Did Squabble Over a Vaccine Cause a Rift in Ben Franklin's Marriage?
Franklin's lifelong quest was to spreading scientific knowledge to regular people.
Credit: Library of Congress Prints and Photographs Division

Why was Benjamin Franklin estranged from his wife for nearly two decades? A new theory argues that the founding father's marriage may have been strained by his son's health — and an argument about inoculation.

The theory is detailed by author and historian Stephen Coss in the September 2017 issue of Smithsonian Magazine.

According to the article, people often attribute Franklin's long absence from his wife, Deborah Read, to his promiscuous nature. But analysis of Franklin's autobiography, along with letters and editorials that he published in his newspaper, the Pennsylvania Gazette, point to a possible dispute over a smallpox inoculation. [Tiny & Nasty: Images of Things That Make Us Sick]

Franklin first learned about smallpox inoculation in 1721, when there was an outbreak of the disease in Boston. The inoculation was a precursor to the modern-day vaccine: A doctor took fluid from a smallpox blister and then injected that fluid into a shallow cut in a healthy person's arm. During a smallpox outbreak in 1730 in Boston, the Pennsylvania Gazette reported that of the "several hundreds" of people inoculated against the virus, "about four" had died.

Despite Franklin's enthusiasm for the inoculation, he didn't inoculate his young son, Franky, who died from the disease in 1731 during an outbreak in Philadelphia.
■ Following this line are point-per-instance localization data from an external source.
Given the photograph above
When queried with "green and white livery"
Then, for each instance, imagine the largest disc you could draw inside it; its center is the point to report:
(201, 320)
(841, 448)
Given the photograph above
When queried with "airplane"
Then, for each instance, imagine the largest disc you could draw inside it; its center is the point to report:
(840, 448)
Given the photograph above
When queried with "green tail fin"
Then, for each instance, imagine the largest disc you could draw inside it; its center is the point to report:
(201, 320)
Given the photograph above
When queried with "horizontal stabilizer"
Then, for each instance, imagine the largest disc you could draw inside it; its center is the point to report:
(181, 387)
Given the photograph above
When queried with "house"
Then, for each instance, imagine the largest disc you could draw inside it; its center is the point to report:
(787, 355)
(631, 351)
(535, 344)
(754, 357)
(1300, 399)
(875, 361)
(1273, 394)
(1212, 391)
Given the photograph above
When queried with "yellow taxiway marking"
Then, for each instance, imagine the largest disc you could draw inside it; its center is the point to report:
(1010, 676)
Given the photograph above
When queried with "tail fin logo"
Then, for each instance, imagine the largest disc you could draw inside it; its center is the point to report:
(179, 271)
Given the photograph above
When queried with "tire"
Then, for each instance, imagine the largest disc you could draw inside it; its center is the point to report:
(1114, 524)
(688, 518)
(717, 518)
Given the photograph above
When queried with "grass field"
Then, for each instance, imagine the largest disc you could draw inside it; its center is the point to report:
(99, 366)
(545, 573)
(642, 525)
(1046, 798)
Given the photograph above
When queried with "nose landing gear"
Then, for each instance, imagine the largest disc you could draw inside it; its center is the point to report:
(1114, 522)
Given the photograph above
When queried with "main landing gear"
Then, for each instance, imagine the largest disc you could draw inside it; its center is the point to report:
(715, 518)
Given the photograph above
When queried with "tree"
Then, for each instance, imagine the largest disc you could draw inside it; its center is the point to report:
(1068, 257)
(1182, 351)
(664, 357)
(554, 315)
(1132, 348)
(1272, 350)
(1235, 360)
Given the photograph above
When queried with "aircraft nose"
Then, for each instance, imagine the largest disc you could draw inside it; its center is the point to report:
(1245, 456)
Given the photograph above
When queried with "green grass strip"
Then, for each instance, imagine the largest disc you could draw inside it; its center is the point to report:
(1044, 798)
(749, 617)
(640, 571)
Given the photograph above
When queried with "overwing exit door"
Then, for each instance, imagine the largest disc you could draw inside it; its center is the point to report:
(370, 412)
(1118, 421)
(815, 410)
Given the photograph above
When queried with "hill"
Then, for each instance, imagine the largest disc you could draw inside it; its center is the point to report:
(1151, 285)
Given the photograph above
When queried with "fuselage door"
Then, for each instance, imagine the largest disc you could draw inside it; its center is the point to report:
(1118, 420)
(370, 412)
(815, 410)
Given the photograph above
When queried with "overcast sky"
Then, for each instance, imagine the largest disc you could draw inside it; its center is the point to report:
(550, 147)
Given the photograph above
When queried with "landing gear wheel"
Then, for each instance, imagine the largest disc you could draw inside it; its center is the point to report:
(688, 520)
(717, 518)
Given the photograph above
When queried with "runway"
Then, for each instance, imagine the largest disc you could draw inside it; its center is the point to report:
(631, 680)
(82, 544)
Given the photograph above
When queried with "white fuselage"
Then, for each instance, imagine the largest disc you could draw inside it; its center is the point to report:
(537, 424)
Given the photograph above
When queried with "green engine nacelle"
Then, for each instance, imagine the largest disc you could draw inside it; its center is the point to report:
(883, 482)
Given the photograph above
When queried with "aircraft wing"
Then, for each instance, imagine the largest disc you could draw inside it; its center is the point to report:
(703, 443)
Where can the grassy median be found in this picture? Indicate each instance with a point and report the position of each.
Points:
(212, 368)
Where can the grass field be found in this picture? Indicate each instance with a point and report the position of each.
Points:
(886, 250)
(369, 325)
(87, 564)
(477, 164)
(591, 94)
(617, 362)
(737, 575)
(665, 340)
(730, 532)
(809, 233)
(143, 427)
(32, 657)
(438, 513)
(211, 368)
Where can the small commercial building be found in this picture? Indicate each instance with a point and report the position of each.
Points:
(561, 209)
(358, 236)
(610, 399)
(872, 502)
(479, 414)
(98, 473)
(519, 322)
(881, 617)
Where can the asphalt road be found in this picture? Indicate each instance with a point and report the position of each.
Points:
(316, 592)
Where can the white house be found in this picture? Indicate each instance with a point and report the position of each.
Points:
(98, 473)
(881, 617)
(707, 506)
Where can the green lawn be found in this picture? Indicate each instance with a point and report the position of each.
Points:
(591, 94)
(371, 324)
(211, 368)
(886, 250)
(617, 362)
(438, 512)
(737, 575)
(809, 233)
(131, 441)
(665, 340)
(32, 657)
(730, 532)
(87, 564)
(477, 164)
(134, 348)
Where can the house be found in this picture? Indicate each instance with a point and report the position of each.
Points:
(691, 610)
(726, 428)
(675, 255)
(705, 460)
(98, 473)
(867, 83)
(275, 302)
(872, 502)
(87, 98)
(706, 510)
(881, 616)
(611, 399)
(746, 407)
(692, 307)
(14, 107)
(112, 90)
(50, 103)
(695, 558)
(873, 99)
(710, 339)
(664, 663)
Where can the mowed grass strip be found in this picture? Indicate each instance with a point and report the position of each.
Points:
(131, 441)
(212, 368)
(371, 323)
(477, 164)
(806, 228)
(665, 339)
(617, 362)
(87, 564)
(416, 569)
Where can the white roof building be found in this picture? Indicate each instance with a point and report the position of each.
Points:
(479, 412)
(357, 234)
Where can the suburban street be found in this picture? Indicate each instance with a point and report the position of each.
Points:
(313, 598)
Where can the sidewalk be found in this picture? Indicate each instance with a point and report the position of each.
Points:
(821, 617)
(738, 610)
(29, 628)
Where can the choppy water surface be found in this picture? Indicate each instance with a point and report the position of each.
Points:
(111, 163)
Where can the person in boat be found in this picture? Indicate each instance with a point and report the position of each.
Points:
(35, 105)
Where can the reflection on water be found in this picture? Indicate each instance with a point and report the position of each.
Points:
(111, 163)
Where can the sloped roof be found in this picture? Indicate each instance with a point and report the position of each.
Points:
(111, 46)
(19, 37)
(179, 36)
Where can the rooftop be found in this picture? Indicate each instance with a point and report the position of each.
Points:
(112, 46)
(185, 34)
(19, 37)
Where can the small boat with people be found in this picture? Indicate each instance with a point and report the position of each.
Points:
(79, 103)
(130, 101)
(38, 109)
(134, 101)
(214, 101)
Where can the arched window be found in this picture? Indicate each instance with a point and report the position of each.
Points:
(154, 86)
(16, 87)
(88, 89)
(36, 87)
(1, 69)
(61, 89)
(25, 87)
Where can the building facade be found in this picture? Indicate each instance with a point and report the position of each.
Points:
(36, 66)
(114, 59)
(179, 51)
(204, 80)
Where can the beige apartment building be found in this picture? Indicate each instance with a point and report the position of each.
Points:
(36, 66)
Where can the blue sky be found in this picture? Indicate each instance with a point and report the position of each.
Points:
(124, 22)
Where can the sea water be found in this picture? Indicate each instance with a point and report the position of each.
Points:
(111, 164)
In his autobiography, Franklin wrote, "I long regretted bitterly & still regret that I had not given it [smallpox] to him by inoculation." Coss said this suggests Franklin had a choice about whether to inoculate his son, but didn't because his wife disagreed with the decision. Indeed, in 1759, Franklin wrote that if "one parent or near relation is against [inoculation], the other does not chuse to inoculate a child without free consent of all parties, lest in case of a disastrous event, perpetual blame should follow."